A Reference Resource
William Averell Harriman (1946–1948): Secretary of Commerce
William Averell Harriman was born on November 15, 1891, in New York City. He attended Groton School and graduated from Yale in 1913. Harriman worked for the Union Pacific Railroad during and after college and was its chairman of the board from 1918 to 1927. He was appointed a member of the Business Advisory Committee for the Department of Commerce by President Franklin D. Roosevelt in 1933 and was its chairman from 1937 until 1940.
During the early years of World War II, he helped coordinate lend-lease aid to Great Britain and the Soviet Union. From 1943 until 1946, Harriman was the ambassador to the Soviet Union and became an early advocate of a firm policy toward Moscow.

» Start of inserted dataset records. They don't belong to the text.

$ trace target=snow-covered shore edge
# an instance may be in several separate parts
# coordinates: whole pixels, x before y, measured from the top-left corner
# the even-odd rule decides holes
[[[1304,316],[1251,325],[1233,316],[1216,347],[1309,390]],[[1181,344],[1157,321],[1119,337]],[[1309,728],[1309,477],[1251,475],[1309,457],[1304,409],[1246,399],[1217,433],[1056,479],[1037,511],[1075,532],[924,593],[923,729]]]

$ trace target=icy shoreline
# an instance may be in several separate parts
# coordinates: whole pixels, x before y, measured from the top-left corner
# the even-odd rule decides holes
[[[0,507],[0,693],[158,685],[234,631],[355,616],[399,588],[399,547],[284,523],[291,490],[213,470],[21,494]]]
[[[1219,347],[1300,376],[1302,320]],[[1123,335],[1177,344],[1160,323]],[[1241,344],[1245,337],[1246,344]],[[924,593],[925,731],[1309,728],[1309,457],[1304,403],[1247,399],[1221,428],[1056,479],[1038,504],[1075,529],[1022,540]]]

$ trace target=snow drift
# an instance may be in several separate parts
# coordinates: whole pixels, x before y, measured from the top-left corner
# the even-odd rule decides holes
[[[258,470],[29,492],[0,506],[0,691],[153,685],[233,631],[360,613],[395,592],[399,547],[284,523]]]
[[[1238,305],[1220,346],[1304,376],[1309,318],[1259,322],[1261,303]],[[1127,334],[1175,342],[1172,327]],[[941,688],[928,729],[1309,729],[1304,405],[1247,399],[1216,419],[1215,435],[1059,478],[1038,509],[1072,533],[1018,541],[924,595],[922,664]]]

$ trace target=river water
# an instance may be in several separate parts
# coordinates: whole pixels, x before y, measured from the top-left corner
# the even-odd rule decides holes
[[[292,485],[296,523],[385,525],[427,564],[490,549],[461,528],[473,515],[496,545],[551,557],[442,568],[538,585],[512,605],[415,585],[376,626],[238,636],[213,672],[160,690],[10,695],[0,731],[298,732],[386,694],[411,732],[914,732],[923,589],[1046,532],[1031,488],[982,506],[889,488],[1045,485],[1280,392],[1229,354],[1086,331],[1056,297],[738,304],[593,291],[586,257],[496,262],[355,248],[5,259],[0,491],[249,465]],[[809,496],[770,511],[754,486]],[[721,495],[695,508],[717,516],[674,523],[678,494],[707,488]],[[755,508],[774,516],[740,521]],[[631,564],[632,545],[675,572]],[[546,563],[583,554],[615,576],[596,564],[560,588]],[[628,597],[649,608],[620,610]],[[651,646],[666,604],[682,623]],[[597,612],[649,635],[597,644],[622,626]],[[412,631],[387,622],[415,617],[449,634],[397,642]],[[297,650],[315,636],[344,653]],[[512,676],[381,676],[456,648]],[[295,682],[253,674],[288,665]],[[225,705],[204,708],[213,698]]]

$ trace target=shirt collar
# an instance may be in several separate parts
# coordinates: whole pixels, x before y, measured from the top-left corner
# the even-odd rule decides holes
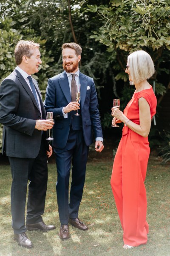
[[[18,71],[20,72],[20,73],[22,75],[24,79],[26,79],[26,78],[27,78],[27,77],[29,75],[28,75],[26,72],[24,71],[20,67],[18,67],[18,66],[17,66],[16,69]]]
[[[66,73],[67,74],[67,76],[68,77],[70,76],[71,76],[72,74],[76,74],[76,75],[79,77],[79,69],[75,73],[68,73],[67,72],[66,72]]]

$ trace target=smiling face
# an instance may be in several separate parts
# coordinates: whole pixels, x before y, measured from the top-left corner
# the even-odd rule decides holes
[[[76,51],[71,48],[66,48],[62,50],[62,67],[68,73],[75,73],[79,69],[79,62],[81,55],[77,56]]]
[[[130,76],[130,68],[129,68],[129,64],[128,64],[128,63],[127,63],[127,64],[126,65],[126,70],[125,70],[125,73],[126,73],[127,74],[128,74],[128,75],[129,76],[129,80],[130,81],[130,85],[133,85],[134,84],[132,80],[131,76]]]

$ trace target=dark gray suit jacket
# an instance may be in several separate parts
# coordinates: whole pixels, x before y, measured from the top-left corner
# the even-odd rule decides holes
[[[39,153],[42,131],[35,129],[36,120],[46,119],[41,93],[36,80],[42,116],[34,95],[21,74],[15,70],[0,87],[0,123],[3,125],[2,152],[9,157],[34,158]],[[42,136],[46,137],[43,132]],[[45,140],[46,149],[48,143]]]

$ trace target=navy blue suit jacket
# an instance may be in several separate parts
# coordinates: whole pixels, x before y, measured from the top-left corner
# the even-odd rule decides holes
[[[80,72],[79,81],[82,131],[85,143],[88,146],[93,143],[93,132],[95,138],[102,137],[102,132],[94,80]],[[44,103],[46,111],[53,112],[55,120],[53,146],[58,148],[63,148],[68,140],[71,111],[68,113],[68,118],[64,118],[62,109],[71,101],[65,71],[48,79]]]

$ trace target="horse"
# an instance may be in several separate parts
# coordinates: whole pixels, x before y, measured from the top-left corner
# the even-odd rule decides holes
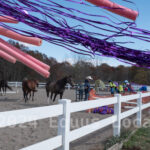
[[[56,96],[60,94],[60,99],[63,97],[63,93],[65,91],[65,86],[66,84],[69,83],[73,87],[73,80],[71,76],[65,76],[64,78],[54,81],[54,82],[47,82],[46,84],[46,93],[47,93],[47,101],[49,103],[50,95],[49,93],[51,92],[51,99],[53,98],[53,102],[56,99]]]
[[[2,94],[6,95],[7,89],[12,91],[12,88],[8,85],[8,82],[6,80],[1,80],[0,81],[0,92],[2,92]]]
[[[27,102],[28,99],[31,98],[32,96],[32,101],[34,101],[34,92],[37,92],[37,87],[38,87],[38,81],[34,79],[24,79],[22,82],[22,91],[23,91],[23,96],[25,103]],[[28,94],[29,98],[28,98]]]

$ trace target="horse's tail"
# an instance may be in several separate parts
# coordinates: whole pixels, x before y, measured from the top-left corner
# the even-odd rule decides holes
[[[12,91],[12,88],[8,84],[6,85],[6,88]]]
[[[33,92],[37,92],[37,90],[36,89],[34,89],[34,90],[32,90]]]

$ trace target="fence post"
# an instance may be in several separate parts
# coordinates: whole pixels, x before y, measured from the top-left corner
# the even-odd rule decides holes
[[[117,97],[117,103],[114,104],[114,115],[117,116],[117,121],[113,124],[113,136],[120,136],[120,130],[121,130],[121,95],[115,94],[115,97]]]
[[[137,126],[141,127],[142,124],[142,93],[138,92],[139,98],[137,99],[137,106],[139,107],[139,111],[137,112]]]
[[[63,115],[58,117],[58,135],[62,135],[62,146],[58,150],[69,150],[71,100],[59,100],[63,104]]]

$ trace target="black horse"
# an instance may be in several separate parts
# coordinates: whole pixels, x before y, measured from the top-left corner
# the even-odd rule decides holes
[[[23,91],[25,103],[27,102],[27,100],[31,98],[31,96],[32,96],[32,101],[34,101],[34,92],[37,92],[38,85],[39,83],[35,79],[29,80],[25,78],[22,81],[22,91]],[[28,95],[29,95],[29,98],[28,98]]]
[[[49,95],[50,92],[51,92],[51,99],[53,98],[53,94],[54,94],[53,102],[55,101],[57,94],[60,94],[60,99],[62,99],[63,93],[65,91],[65,86],[67,83],[73,86],[73,80],[71,76],[66,76],[61,80],[48,82],[46,84],[46,93],[47,93],[48,103],[50,99],[50,95]]]
[[[0,81],[0,92],[2,92],[2,94],[6,95],[7,89],[12,91],[12,88],[8,85],[8,82],[6,80],[1,80]]]

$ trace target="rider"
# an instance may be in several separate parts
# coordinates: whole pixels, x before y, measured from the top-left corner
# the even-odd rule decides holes
[[[116,84],[114,82],[112,82],[111,80],[108,82],[109,82],[111,94],[114,94],[115,91],[118,93]]]

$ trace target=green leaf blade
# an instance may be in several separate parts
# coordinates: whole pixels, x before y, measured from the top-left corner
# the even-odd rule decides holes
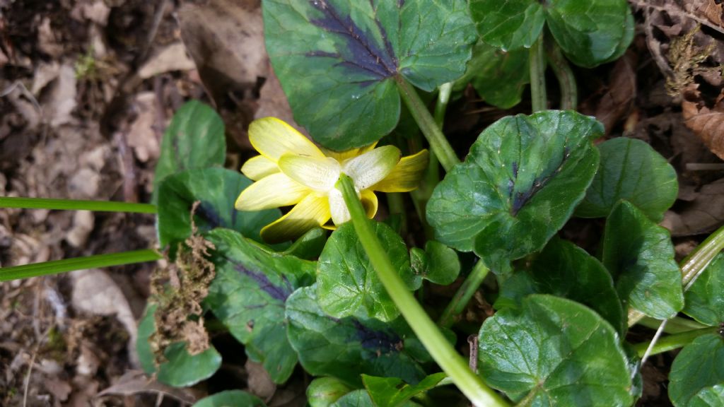
[[[601,165],[586,198],[576,208],[581,217],[605,217],[625,199],[654,222],[663,219],[678,193],[676,171],[647,143],[620,137],[598,146]]]
[[[395,128],[394,76],[432,91],[463,74],[475,40],[463,0],[270,0],[264,16],[266,49],[295,119],[338,151]]]
[[[668,231],[626,201],[606,222],[603,264],[624,304],[658,319],[683,308],[681,272]]]
[[[631,380],[619,342],[588,308],[533,295],[483,324],[481,375],[526,406],[628,406]]]
[[[285,303],[312,284],[314,263],[271,253],[232,230],[215,230],[208,239],[216,246],[216,275],[205,303],[274,382],[285,382],[297,364],[285,335]]]
[[[697,337],[676,356],[669,373],[669,398],[676,407],[701,405],[697,393],[712,386],[724,384],[724,338],[711,334]],[[715,398],[715,395],[704,395]],[[704,404],[706,406],[706,404]]]
[[[574,112],[498,120],[433,191],[427,219],[436,238],[487,261],[542,248],[593,180],[598,153],[591,140],[602,133]]]

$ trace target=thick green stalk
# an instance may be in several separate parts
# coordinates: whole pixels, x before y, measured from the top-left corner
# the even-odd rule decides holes
[[[531,46],[529,68],[531,72],[531,104],[533,112],[548,109],[548,96],[545,90],[545,49],[543,33]]]
[[[111,266],[121,266],[132,263],[153,261],[163,257],[153,250],[136,250],[114,253],[111,254],[98,254],[87,257],[77,257],[64,260],[54,260],[43,263],[14,266],[0,269],[0,281],[9,281],[20,278],[45,276]]]
[[[450,172],[455,164],[460,162],[460,159],[455,155],[455,151],[447,142],[447,139],[445,138],[439,127],[435,125],[434,119],[432,118],[427,106],[420,98],[420,96],[417,94],[415,88],[399,75],[395,75],[395,81],[400,90],[400,96],[408,109],[410,109],[413,118],[417,122],[417,125],[419,126],[422,134],[427,139],[427,142],[430,143],[430,149],[440,160],[442,168],[445,168],[445,171]]]
[[[50,199],[45,198],[0,197],[0,208],[93,211],[96,212],[134,212],[138,214],[156,213],[156,206],[150,204],[133,204],[114,201]]]
[[[467,362],[447,342],[412,293],[408,291],[372,230],[350,177],[345,175],[340,177],[337,188],[342,191],[345,203],[352,217],[355,230],[380,281],[432,358],[475,406],[508,406],[492,389],[486,386],[477,374],[470,370]]]
[[[548,66],[553,70],[560,87],[560,108],[564,110],[575,109],[578,105],[576,76],[557,44],[554,41],[550,42],[550,46],[546,47],[546,56]]]
[[[715,334],[717,332],[719,332],[719,327],[711,327],[703,330],[686,331],[665,337],[660,339],[658,342],[651,347],[651,350],[649,351],[648,356],[662,353],[673,349],[683,348],[691,342],[694,342],[694,340],[702,336],[702,335]],[[647,354],[647,349],[649,349],[650,345],[651,344],[648,342],[643,342],[641,343],[636,343],[636,345],[634,345],[633,348],[639,357],[643,357],[645,354]]]
[[[466,277],[465,281],[458,288],[458,291],[455,292],[450,303],[447,304],[445,311],[442,311],[442,315],[440,316],[440,319],[437,321],[438,324],[445,327],[452,324],[452,322],[455,322],[455,316],[463,312],[463,310],[465,309],[468,303],[470,302],[470,299],[473,298],[475,292],[478,290],[480,285],[485,280],[485,276],[488,275],[488,272],[489,271],[489,269],[485,267],[485,264],[483,263],[482,260],[478,260],[475,267],[470,272],[470,274]]]

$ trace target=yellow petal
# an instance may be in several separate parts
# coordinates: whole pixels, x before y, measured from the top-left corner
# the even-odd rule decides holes
[[[429,160],[427,150],[413,156],[403,157],[392,172],[369,189],[381,192],[408,192],[420,183]]]
[[[400,150],[394,146],[383,146],[358,156],[342,165],[342,171],[362,190],[382,181],[400,161]]]
[[[261,230],[261,238],[268,243],[296,239],[312,227],[329,220],[329,205],[326,196],[309,194],[287,214]]]
[[[369,190],[365,190],[362,191],[362,197],[360,198],[360,201],[362,201],[362,206],[364,207],[367,217],[374,218],[374,215],[377,214],[377,196]]]
[[[241,167],[241,172],[250,180],[258,181],[267,175],[279,172],[277,163],[264,156],[251,157]]]
[[[279,168],[287,177],[314,190],[327,192],[340,179],[340,163],[331,157],[308,157],[286,154],[279,159]]]
[[[376,145],[377,142],[375,141],[369,146],[366,146],[359,148],[352,148],[351,150],[347,150],[346,151],[333,151],[332,150],[327,150],[324,148],[322,148],[321,151],[324,153],[325,156],[332,157],[340,162],[344,162],[345,160],[356,157],[357,156],[363,154],[367,151],[374,149],[374,147]]]
[[[279,172],[256,181],[241,191],[234,206],[239,211],[261,211],[294,205],[311,190]]]
[[[273,161],[285,153],[311,157],[324,154],[304,135],[276,117],[264,117],[249,125],[249,141],[257,151]]]

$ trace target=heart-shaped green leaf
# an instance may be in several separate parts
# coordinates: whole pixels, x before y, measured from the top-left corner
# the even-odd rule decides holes
[[[156,366],[148,340],[156,332],[153,314],[158,304],[149,303],[138,324],[136,350],[143,370],[148,374],[157,373],[156,378],[159,382],[174,387],[193,386],[211,377],[222,366],[222,356],[214,345],[198,355],[192,356],[187,351],[185,343],[172,343],[164,351],[167,361]]]
[[[599,144],[601,164],[576,215],[605,217],[621,199],[660,222],[678,193],[676,170],[647,143],[619,137]]]
[[[723,384],[724,337],[716,334],[702,335],[685,346],[674,359],[669,373],[669,398],[676,407],[699,407],[702,398],[715,400]],[[699,397],[701,390],[717,385],[718,389],[710,390],[714,394]]]
[[[266,407],[256,395],[241,390],[226,390],[199,400],[191,407]]]
[[[410,267],[402,238],[384,223],[375,222],[374,229],[400,277],[411,290],[418,288],[421,281]],[[350,222],[337,227],[319,255],[316,295],[324,312],[335,318],[354,316],[388,322],[400,315]]]
[[[704,387],[691,398],[691,407],[721,407],[724,406],[724,382]]]
[[[167,177],[159,188],[159,241],[161,246],[182,242],[191,234],[191,208],[199,206],[194,222],[203,233],[215,227],[232,229],[261,241],[259,231],[279,219],[279,209],[241,212],[234,209],[237,196],[251,181],[224,168],[191,169]]]
[[[497,309],[519,306],[529,294],[552,294],[598,312],[622,335],[626,321],[610,274],[595,257],[576,245],[552,238],[529,268],[502,282]],[[512,302],[512,303],[511,303]]]
[[[525,406],[628,406],[631,379],[615,330],[588,307],[534,294],[480,329],[480,374]]]
[[[418,279],[447,285],[460,274],[460,259],[455,251],[435,240],[428,240],[425,250],[413,248],[410,261]]]
[[[264,16],[295,119],[334,150],[395,128],[395,76],[430,91],[462,75],[476,38],[464,0],[269,0]]]
[[[529,48],[547,24],[566,56],[581,67],[618,58],[633,38],[626,0],[471,0],[470,10],[482,40],[505,50]]]
[[[606,221],[603,264],[624,306],[658,319],[683,308],[681,272],[668,230],[626,201]]]
[[[393,375],[417,383],[425,374],[409,354],[413,338],[409,327],[397,319],[337,319],[321,310],[316,288],[296,290],[287,301],[287,337],[304,369],[315,376],[334,376],[354,386],[361,374]]]
[[[427,220],[440,242],[499,260],[540,250],[583,198],[598,167],[603,126],[575,112],[501,119],[435,188]],[[500,271],[500,270],[496,270]]]
[[[164,178],[185,169],[221,167],[226,159],[224,122],[210,106],[190,101],[171,119],[161,142],[161,155],[153,177],[153,197]]]
[[[425,377],[417,385],[411,385],[397,377],[363,374],[362,382],[376,407],[400,407],[415,395],[434,387],[447,377],[445,373],[436,373]]]
[[[724,322],[724,254],[719,253],[685,295],[684,313],[710,327]]]
[[[313,282],[315,264],[270,253],[232,230],[216,229],[207,238],[216,246],[216,275],[204,303],[272,380],[285,382],[297,355],[285,335],[285,303],[295,290]]]
[[[485,101],[510,109],[521,103],[526,85],[531,81],[528,58],[526,49],[505,52],[478,43],[473,47],[468,70],[455,81],[453,90],[460,91],[469,83]]]

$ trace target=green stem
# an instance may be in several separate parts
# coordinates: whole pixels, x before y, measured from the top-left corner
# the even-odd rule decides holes
[[[432,358],[475,406],[508,406],[492,389],[485,385],[477,374],[470,370],[468,363],[447,342],[435,323],[408,290],[372,230],[350,177],[342,174],[337,188],[342,191],[345,203],[352,217],[355,230],[380,281]]]
[[[473,298],[475,292],[478,290],[480,285],[485,280],[485,276],[488,275],[488,272],[489,271],[489,269],[485,267],[485,264],[483,263],[482,260],[478,260],[478,262],[473,267],[470,274],[468,274],[465,281],[458,288],[458,291],[455,292],[450,303],[447,304],[445,311],[442,311],[442,315],[437,321],[439,325],[447,327],[452,324],[455,317],[463,312],[463,310],[467,306],[468,303],[470,302],[470,299]]]
[[[531,71],[531,104],[533,112],[548,108],[548,97],[545,90],[545,50],[543,46],[543,33],[541,33],[530,50],[529,68]]]
[[[111,266],[130,264],[132,263],[153,261],[162,258],[155,251],[145,249],[114,253],[111,254],[98,254],[87,257],[77,257],[75,259],[66,259],[64,260],[54,260],[53,261],[45,261],[43,263],[35,263],[25,266],[1,268],[0,269],[0,281],[9,281],[20,278],[55,274],[85,269],[97,269],[100,267],[109,267]]]
[[[689,291],[696,277],[706,269],[712,260],[724,249],[724,226],[709,235],[702,244],[681,261],[681,284],[683,292]],[[636,309],[628,309],[628,326],[632,327],[644,318],[644,314]]]
[[[655,318],[652,318],[650,316],[644,316],[641,319],[641,321],[639,321],[639,324],[652,330],[657,330],[661,325],[661,322],[662,321],[660,319],[656,319]],[[688,331],[701,330],[706,327],[707,325],[699,324],[696,321],[674,316],[671,319],[669,319],[669,322],[666,324],[666,327],[664,329],[664,332],[668,334],[678,334]]]
[[[112,201],[49,199],[45,198],[0,197],[0,208],[94,211],[97,212],[134,212],[138,214],[156,213],[156,206],[150,204],[133,204]]]
[[[686,331],[667,336],[660,339],[659,341],[656,343],[653,348],[651,348],[651,351],[649,353],[649,355],[656,355],[657,353],[662,353],[673,349],[683,348],[702,335],[715,334],[717,332],[719,332],[719,327],[712,327],[702,330]],[[641,357],[644,355],[644,353],[646,353],[646,350],[649,348],[649,345],[650,343],[649,342],[643,342],[641,343],[636,343],[632,347],[634,348],[634,350],[636,351],[639,356]]]
[[[550,46],[546,47],[546,56],[560,87],[560,108],[564,110],[575,109],[578,106],[576,76],[555,42],[549,41],[549,43]]]
[[[413,118],[417,122],[422,134],[430,143],[430,149],[437,156],[445,171],[450,172],[455,164],[460,163],[460,159],[455,155],[455,151],[452,150],[452,147],[439,127],[435,125],[434,119],[420,98],[420,96],[417,94],[415,88],[399,75],[395,76],[395,80],[400,90],[400,96],[410,109]]]

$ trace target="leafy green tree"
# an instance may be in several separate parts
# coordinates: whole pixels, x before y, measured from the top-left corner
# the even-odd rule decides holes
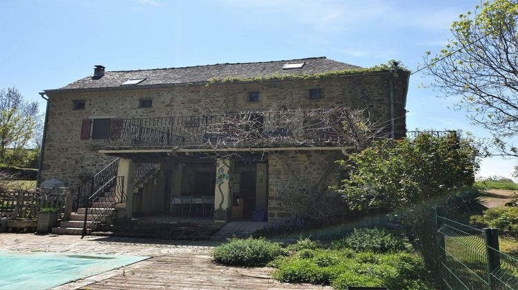
[[[518,0],[485,1],[453,22],[453,37],[435,56],[427,52],[431,86],[460,97],[474,124],[490,130],[497,148],[518,156]]]
[[[339,162],[349,176],[336,190],[353,210],[409,206],[472,184],[476,154],[453,133],[377,142]]]
[[[8,161],[8,148],[15,157],[8,163],[21,154],[39,131],[40,119],[37,102],[24,100],[15,88],[0,90],[0,160]]]

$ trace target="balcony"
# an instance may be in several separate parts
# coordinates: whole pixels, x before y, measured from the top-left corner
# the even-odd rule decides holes
[[[343,108],[113,119],[104,150],[338,147],[351,145]],[[347,126],[345,126],[347,127]]]

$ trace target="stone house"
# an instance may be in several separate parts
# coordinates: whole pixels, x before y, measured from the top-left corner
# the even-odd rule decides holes
[[[344,144],[320,132],[309,143],[237,145],[224,142],[229,132],[293,141],[308,123],[285,116],[347,107],[365,109],[385,122],[387,136],[401,137],[408,79],[405,70],[326,57],[126,71],[95,66],[93,75],[42,93],[38,182],[57,179],[72,188],[75,213],[61,228],[82,227],[86,207],[92,224],[175,212],[221,221],[292,218],[280,198],[293,182],[287,171],[318,179],[322,156],[340,158]],[[229,116],[247,124],[229,124]]]

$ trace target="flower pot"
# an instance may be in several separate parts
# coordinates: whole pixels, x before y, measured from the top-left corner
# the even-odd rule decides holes
[[[58,213],[38,213],[38,226],[36,231],[39,233],[48,233],[52,228],[57,226]]]

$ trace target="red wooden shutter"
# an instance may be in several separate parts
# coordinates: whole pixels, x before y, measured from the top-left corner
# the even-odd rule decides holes
[[[90,132],[92,129],[92,120],[90,119],[83,119],[81,126],[81,139],[90,139]]]

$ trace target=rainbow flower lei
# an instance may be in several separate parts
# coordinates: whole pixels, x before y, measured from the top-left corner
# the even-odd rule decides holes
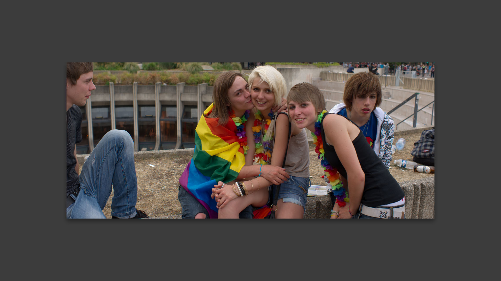
[[[324,144],[320,136],[322,118],[324,116],[324,114],[327,112],[327,110],[323,110],[319,114],[317,122],[315,123],[315,132],[312,132],[312,136],[313,137],[313,143],[316,146],[315,151],[318,154],[320,164],[325,168],[324,170],[325,172],[325,176],[324,178],[329,186],[332,186],[332,192],[336,196],[336,202],[339,206],[342,207],[346,204],[346,202],[350,202],[347,196],[348,192],[343,188],[343,184],[339,180],[339,173],[338,172],[337,169],[333,168],[325,159]]]
[[[243,154],[247,154],[247,150],[249,149],[247,145],[247,137],[245,136],[245,122],[249,118],[250,110],[247,110],[241,117],[235,116],[235,112],[231,110],[229,112],[229,118],[235,122],[236,126],[236,136],[238,137],[238,143],[243,150]]]
[[[268,114],[268,116],[272,119],[274,118],[273,110]],[[266,137],[266,132],[268,131],[270,127],[270,124],[272,120],[269,120],[265,124],[265,130],[263,131],[263,116],[261,115],[261,112],[258,110],[257,112],[254,114],[256,120],[254,120],[254,126],[252,127],[252,131],[254,132],[254,142],[256,143],[256,152],[254,152],[254,163],[257,164],[262,164],[266,165],[270,164],[270,160],[272,157],[272,152],[273,148],[272,146],[271,140],[273,138],[272,135],[271,138],[268,138]],[[263,142],[261,142],[261,135],[263,134]]]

For a brief time, Harriman was the ambassador to Great Britain in 1946, but he then moved into Truman's cabinet as secretary of commerce. From 1950 until 1951, Harriman was a troubleshooter for the President and offered advice on foreign policy issues ranging from the Korean War to the strengthening of NATO.
Later, he became the director of the Mutual Security Agency (1951-1953). During the Kennedy and Johnson administrations, Harriman served as assistant secretary of state for Far Eastern affairs (1961-1963) and undersecretary of state for political affairs (1963-1965). He negotiated the neutralization of Laos (1962) and the nuclear test ban treaty with the Soviet Union (1963), and he served as an ambassador-at-large during the Johnson administration. Averell Harriiman retired in 1969 and died on July 26, 1986.